Sorry, but this seems to make little sense, since most of that set of singular value decompositions will be trivial. Or, perhaps, let me ask what it is that you are looking to do here? Computing the SVD of each row of a matrix just means you want to find the SVD of a sequence of row vectors.
That is, if X is ANY row vector, then what is the svd(X)? The SVD returns three arrays, thus U,S,V. If X is a row vector, then we will always have U == 1.
Likewise, for any row vector X, S will be a row vector of the same size as X, with all identical zeros except for the first element, which will be norm(X).
Finally, V will be an nxn array, which n is the length of X. The first column of V will be X'/norm(X), so X scaled to have unit norm.
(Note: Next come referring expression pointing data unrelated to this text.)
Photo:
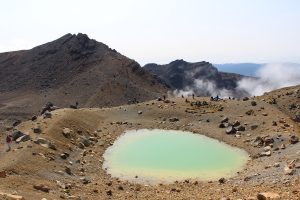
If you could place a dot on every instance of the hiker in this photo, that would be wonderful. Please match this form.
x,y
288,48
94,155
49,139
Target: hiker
x,y
8,142
47,107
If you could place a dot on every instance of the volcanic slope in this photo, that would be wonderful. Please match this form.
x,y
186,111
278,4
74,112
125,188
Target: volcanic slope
x,y
64,159
73,68
202,78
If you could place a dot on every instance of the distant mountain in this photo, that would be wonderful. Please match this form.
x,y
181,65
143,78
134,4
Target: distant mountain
x,y
202,78
247,69
73,68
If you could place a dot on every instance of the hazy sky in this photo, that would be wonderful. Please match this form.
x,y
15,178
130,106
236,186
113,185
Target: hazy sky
x,y
160,31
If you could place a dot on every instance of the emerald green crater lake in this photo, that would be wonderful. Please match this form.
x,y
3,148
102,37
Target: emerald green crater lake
x,y
165,156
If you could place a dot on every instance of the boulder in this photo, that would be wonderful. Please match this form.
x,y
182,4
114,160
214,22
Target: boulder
x,y
45,143
41,187
266,153
222,125
294,139
289,171
10,196
250,112
230,130
47,114
236,123
67,132
222,180
23,138
37,129
2,174
173,119
68,170
17,134
85,180
16,123
85,141
225,120
253,127
268,141
241,128
245,98
268,196
258,141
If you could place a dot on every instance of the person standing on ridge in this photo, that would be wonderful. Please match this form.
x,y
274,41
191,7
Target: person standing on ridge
x,y
8,142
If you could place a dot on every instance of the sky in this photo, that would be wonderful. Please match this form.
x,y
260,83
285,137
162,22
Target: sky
x,y
160,31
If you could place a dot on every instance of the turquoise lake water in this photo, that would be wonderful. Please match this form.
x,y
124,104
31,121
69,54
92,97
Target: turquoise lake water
x,y
165,156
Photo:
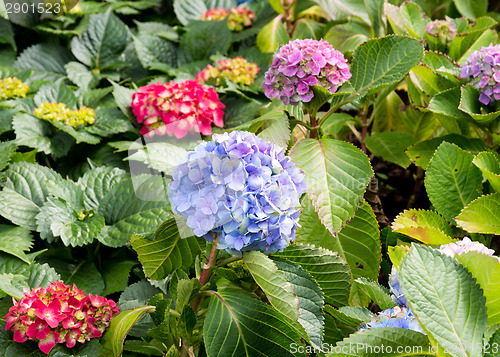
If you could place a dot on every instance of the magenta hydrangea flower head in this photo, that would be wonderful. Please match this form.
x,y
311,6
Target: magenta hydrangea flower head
x,y
483,70
59,314
301,64
242,189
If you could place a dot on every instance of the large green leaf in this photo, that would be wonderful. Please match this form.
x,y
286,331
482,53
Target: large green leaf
x,y
481,215
310,299
486,270
273,282
238,325
380,62
452,180
336,176
102,42
166,252
397,342
446,300
391,146
330,271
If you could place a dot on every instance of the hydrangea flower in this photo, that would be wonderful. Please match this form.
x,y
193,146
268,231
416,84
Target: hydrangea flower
x,y
59,112
237,70
177,108
242,189
237,19
398,317
301,64
59,314
483,70
441,28
12,87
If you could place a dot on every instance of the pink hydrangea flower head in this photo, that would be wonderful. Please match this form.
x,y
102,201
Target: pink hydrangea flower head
x,y
177,108
59,314
483,70
464,246
301,64
237,70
The remaining columns of V will be the null space of X, thus a basis for the n-1 dimensional subspaces that is orthogonal to the vector X.
X = 1:3
1 2 3
[U,S,V] = svd(X)
3.74165738677394 0 0
0.267261241912424 -0.534522483824849 -0.801783725737273
0.534522483824849 0.774541920588438 -0.338187119117343
0.801783725737273 -0.338187119117343 0.492719321323986
Since it is trivial to compute U and S for any set of row vectors, and it is trivial to compute the 2-norm of any set of row vectors, AND it is trivial to scale a vector to unit length by dividing by the 2-norm, then you must be asking how to compute the nullspaces of each of a set of vectors?
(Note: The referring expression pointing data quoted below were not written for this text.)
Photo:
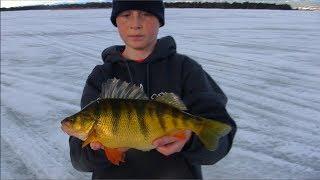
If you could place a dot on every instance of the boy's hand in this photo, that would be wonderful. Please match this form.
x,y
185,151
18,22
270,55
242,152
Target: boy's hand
x,y
168,145
96,146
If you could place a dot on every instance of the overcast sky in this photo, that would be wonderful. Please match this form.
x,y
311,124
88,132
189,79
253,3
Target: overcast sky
x,y
13,3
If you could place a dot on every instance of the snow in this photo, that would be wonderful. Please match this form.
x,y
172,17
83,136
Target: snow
x,y
267,62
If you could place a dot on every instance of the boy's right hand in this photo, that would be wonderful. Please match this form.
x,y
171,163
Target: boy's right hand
x,y
96,146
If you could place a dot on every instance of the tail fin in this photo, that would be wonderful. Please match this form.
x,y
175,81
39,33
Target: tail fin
x,y
211,131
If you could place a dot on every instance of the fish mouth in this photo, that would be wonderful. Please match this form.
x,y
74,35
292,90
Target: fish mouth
x,y
68,130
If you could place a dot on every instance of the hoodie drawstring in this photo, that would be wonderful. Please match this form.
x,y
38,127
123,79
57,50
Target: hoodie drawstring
x,y
148,80
128,68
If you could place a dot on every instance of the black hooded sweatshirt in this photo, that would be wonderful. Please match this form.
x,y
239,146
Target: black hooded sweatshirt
x,y
164,70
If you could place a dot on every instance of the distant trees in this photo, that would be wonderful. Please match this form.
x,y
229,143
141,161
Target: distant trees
x,y
220,5
226,5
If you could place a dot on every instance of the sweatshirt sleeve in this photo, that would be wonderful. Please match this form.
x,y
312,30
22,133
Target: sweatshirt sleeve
x,y
85,159
204,98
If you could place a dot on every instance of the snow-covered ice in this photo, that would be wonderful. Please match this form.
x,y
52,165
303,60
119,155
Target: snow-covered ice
x,y
267,62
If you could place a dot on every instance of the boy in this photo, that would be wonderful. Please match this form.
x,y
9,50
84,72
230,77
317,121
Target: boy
x,y
159,68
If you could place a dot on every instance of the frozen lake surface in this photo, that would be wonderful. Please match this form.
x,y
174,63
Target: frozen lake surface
x,y
267,62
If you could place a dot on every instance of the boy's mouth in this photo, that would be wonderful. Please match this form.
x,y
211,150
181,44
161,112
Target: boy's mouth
x,y
136,37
Note that those nullspaces are not unique.
The point is, depending on what you really wanted from this, it can arguably be far easier to compute if we know what it is that you are looking to find. We also would need to know the length of your vectors, since there are easy ways to do this computation without any need for the SVD at all, if the dimension of the problem is low.